I chose to run llama.cpp in a container to create an isolated an easily disposable runtime environment–perfect for playing around and learning.
-
To run any Docker container with GPU support, install the NVIDIA Container Toolkit (CTK). See the instructions from NVIDIA’s website and choose the method appropriate for your operating system.
-
Unsloth’s models are hosted on Hugging Face. I downloaded the Qwen3.5-2B-GGUF:UD-Q4_K_XL model to a local
models/unslothdirectory with wget.$ wget -O Qwen3.5-2B-UD-Q4_K_XL.gguf https://huggingface.co/unsloth/Qwen3.5-2B-GGUF/resolve/main/Qwen3.5-2B-UD-Q4_K_XL.gguf?download=true -
The following Docker Compose configuration runs the model with llama.cpp using the parameters from Unsloth’s small models tutorial. After some experimentation, the 32k context size was the largest I could run entirely on my 4GB GPU.
services: qwen: image: ghcr.io/ggml-org/llama.cpp:server-cuda command: "--temp 1.0 --top-p 0.95 --top-k 20 --min-p 0.00" runtime: nvidia environment: LLAMA_ARG_MODEL: /models/unsloth/Qwen3.5-2B-UD-Q4_K_XL.gguf LLAMA_ARG_ALIAS: unsloth/Qwen3.5-2B-GGUF LLAMA_ARG_CTX_SIZE: 32768 LLAMA_ARG_HOST: 0.0.0.0 LLAMA_ARG_PORT: 8080 ports: - 8080:8080 volumes: - ./models:/models deploy: resources: reservations: devices: - driver: nvidia count: 1 capabilities: [gpu] -
To use this model in Claude Code, edit the settings in
.claude/settings.json. The API Key can be any nonempty string.{ "env": { "ANTHROPIC_API_KEY": "no-api-key", "ANTHROPIC_BASE_URL": "http://<hostname>:8080", "CLAUDE_CODE_DISABLE_NONESSENTIAL_TRAFFIC": "1", "CLAUDE_CODE_ATTRIBUTION_HEADER" : "0" }, "model": "unsloth/Qwen3.5-2B-GGUF" } -
Start Claude Code and get cooking!

Conclusion
When using llama.cpp and the Qwen3.5 model from Unsloth, Claude was quick and responsive. I asked it to write a README for my project containing the llama.ccp container, which I named llama-farm, and it generated the following in a couple of minutes.
# Llama Farm
Self-hosted LLM inference server based on llama.cpp with Unsloth 2B quantization model.
## Project Overview
This is a Docker-based self-hosted LLM inference platform featuring:
- llama.cpp 0.2.14+ with NVIDIA CUDA support
- Unsloth 2B quantized model (GGUF format)

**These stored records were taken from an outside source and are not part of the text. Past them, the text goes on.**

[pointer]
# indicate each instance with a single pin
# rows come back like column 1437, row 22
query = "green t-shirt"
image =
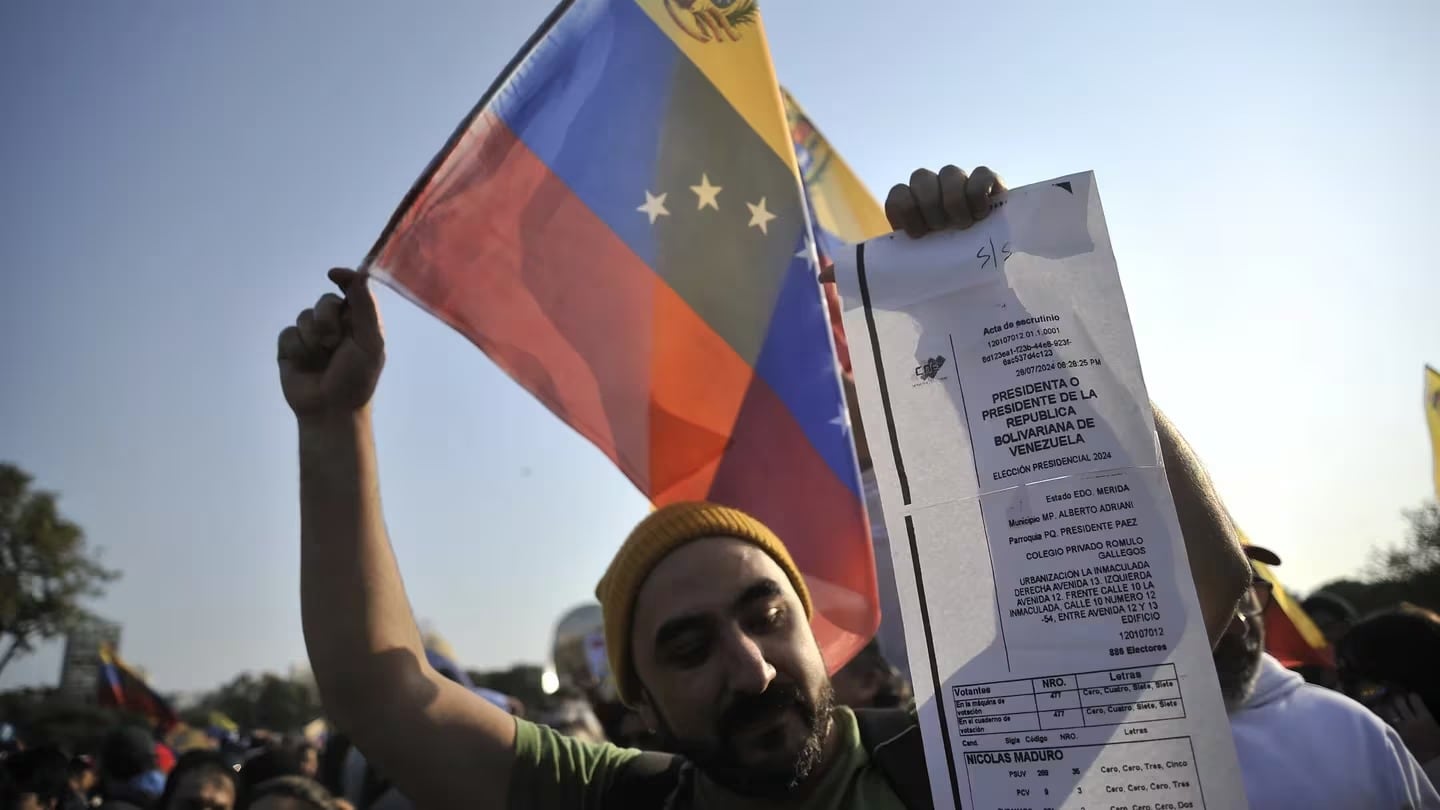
column 558, row 771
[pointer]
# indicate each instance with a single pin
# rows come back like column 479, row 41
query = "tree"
column 1406, row 572
column 262, row 702
column 46, row 567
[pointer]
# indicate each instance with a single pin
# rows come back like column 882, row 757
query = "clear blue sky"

- ServiceStack (nginx) for efficient HTTP serving
## Quick Start
### Docker Compose (Recommended)
```bash
docker-compose up -d
```
The service will automatically:
- Load the Unsloth 2B model from `/models/unsloth/Qwen3.5-2B-UD-Q4_K_XL.gguf`
- Start inference on GPU (when available)
- Listen on port 8080
### Access the API
```bash
curl http://localhost:8080/api/generate
```
## Architecture
```
┌─────────────────────────────────────────────────────────┐
│ ServiceStack (nginx) │
│ (Gunicorn) │
└─────────────────────────────────────────────────────────┘
│
↓
┌─────────────────────────────────────────────────────────┐
│ llama.cpp / Unsloth │
│ Model Loading │
│ GPU Execution │
└─────────────────────────────────────────────────────────┘
```
## Resources
- Docker Hub: https://hub.docker.com/repository/docker/ggml-org/llama-farm
- Unsloth: https://unsloth.ai/
- Llama.cpp: https://github.com/ggml-org/llama.cpp
I’ll give Claude a B- on the task since there is some hallucination and the prompt was pretty simple. It’ll take a bit more time to know if it’s actually useful as a coding agent. But, I did succeed in my goal of running Claude Code with a self hosted LLM and I learned a lot along the way. Mission accomplished!